You just have to do it better than anybody. You have to make it more believable. I think people believe Alice a lot more than they believe Blackie, because Alice is sort of a legendary sicko. When I talk about Alice I mean the other character, not me. I mean the character that's onstage, because I don't quite trust Alice myself. I don't ever want to know where he's coming from. But I know when he gets onstage, I don't have total control over him. That's what I like about him. After the show, I'll say "Wow, did you see what Alice did tonight?," because I can talk about him as another person. Whereas Blackie's thing is a lot more, I mean - contrived is one thing, but at the same time, so unoriginal! I mean Blackie's probably a pretty intelligent guy. I don't understand why he has to pretty much quote me verbatim from things I said in the '70s in CREEM magazine. One of my favorite "famous" things I ever said was "The sicker and audience gets, the sicker we'll get," and I just read that direct quote from Blackie Lawless in 1987! Geez, this guy must go right down the list of things that I have said and say "OK, now I"m gonna say thing and it will make me original." I don't understand that, 'cause he's a clever guy. I would imagine he is, I don't really know him.

Isn't that kind of flattering?

It's flattering, but it's getting a little irritating. It's to the point now where I think some people are actually believing that he's coming up with these things and that it's an original thing. I really haven't got time to bother with it, but every time we do something new onstage, it's a joke, we'll say "Well, Blackie will be doing this tomorrow morning." I think it's better when band that have been Alice fans - if they see something that inspires them to do something, then it's a worthwhile thing.

What do your parents thing about Alice Cooper?

Well, they only see the show maybe once. My dad's doing missionary work right now with the Apache Indians in Arizona, but he's always interested in what I do. He's not one of those closed-minded evangelists that sees the devil in everything that anybody does, so he's interested. And he's a rock 'n' roll fan! He used to love the Animals and the Yardbirds himself. We had a pretty good communication when it came to music, 'cause we both liked the same kind of music. That's not to say that I've got an unhip view of it, just that he was a very hip view of it! (laughs) He likes Aerosmith very much, too. So he's interested in what I do onstage. He likes to see what the production is, and how we're going to pull it off. And of course, my mom's nervous as hell about everything.

As an individual, Alice Cooper seems to transcend the realm of the typical rock figure. Where does he come from?
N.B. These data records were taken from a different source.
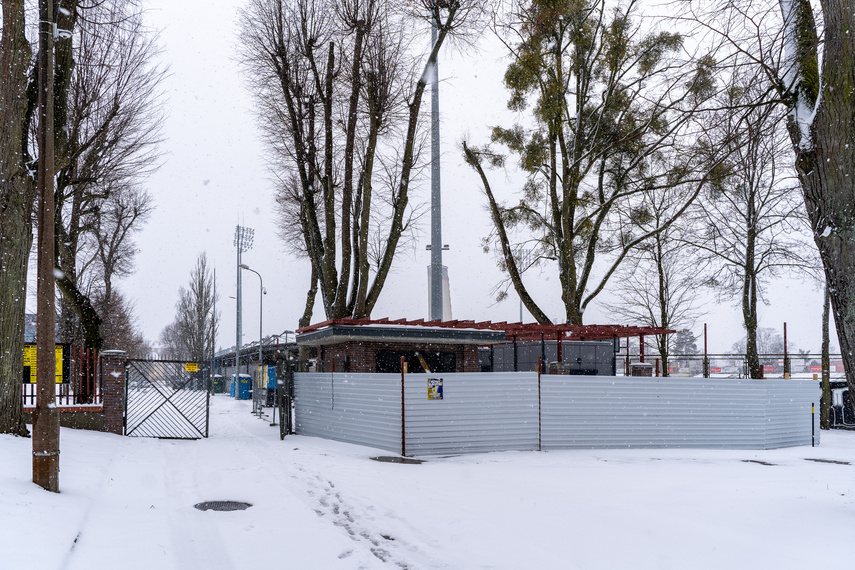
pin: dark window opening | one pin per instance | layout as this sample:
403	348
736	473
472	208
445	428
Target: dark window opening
437	361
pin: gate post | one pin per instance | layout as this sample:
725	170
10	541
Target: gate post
113	386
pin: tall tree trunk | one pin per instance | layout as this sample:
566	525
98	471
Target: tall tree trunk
825	152
17	194
825	407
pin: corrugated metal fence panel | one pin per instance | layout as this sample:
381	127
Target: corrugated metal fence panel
499	411
788	412
598	412
494	411
364	409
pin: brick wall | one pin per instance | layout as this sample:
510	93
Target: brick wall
361	356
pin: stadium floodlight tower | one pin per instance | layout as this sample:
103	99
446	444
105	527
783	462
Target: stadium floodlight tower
436	298
243	242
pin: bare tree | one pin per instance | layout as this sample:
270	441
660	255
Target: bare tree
613	116
194	331
120	331
809	57
104	138
749	226
658	283
339	95
108	110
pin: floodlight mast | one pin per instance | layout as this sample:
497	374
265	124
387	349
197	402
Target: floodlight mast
436	303
243	242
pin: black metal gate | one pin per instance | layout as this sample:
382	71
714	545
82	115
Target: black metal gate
165	399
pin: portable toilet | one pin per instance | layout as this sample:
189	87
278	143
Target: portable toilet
244	389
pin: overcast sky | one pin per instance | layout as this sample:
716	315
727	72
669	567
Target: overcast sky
214	177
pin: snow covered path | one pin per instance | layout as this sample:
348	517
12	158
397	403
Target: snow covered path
127	503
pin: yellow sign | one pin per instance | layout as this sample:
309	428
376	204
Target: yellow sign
30	363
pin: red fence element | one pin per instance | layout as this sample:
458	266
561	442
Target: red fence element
81	389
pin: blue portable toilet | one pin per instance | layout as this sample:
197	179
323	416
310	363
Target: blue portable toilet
244	389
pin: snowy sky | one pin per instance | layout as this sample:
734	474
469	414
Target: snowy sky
214	177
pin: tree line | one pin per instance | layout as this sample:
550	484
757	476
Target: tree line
107	115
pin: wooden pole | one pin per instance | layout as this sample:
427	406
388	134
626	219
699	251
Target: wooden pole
46	415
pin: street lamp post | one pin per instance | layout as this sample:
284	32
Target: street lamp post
243	242
261	293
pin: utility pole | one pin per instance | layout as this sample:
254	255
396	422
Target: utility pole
46	415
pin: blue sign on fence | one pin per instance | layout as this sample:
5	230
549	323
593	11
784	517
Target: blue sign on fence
434	388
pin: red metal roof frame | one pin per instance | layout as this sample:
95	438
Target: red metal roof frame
514	331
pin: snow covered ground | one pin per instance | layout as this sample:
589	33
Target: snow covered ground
127	503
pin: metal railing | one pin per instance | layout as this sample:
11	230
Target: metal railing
81	388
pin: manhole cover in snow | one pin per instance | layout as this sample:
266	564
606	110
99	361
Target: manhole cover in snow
390	459
222	506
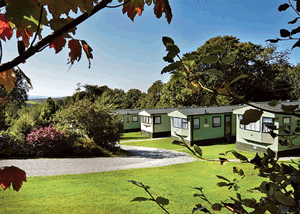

Alice Cooper comes from every horror movie I've ever seen. Alice Cooper comes from every comic book I ever read. He's a conglomeration of everything I want my favorite rock star to look like and represent. You know, if Alice weren't my favorite rock star, I would invent him to be my favorite rock star. I don't want Alice to be squeaky-clean at all. I don't want him to be clean in the least bit. I would much rather him be the darker side of me.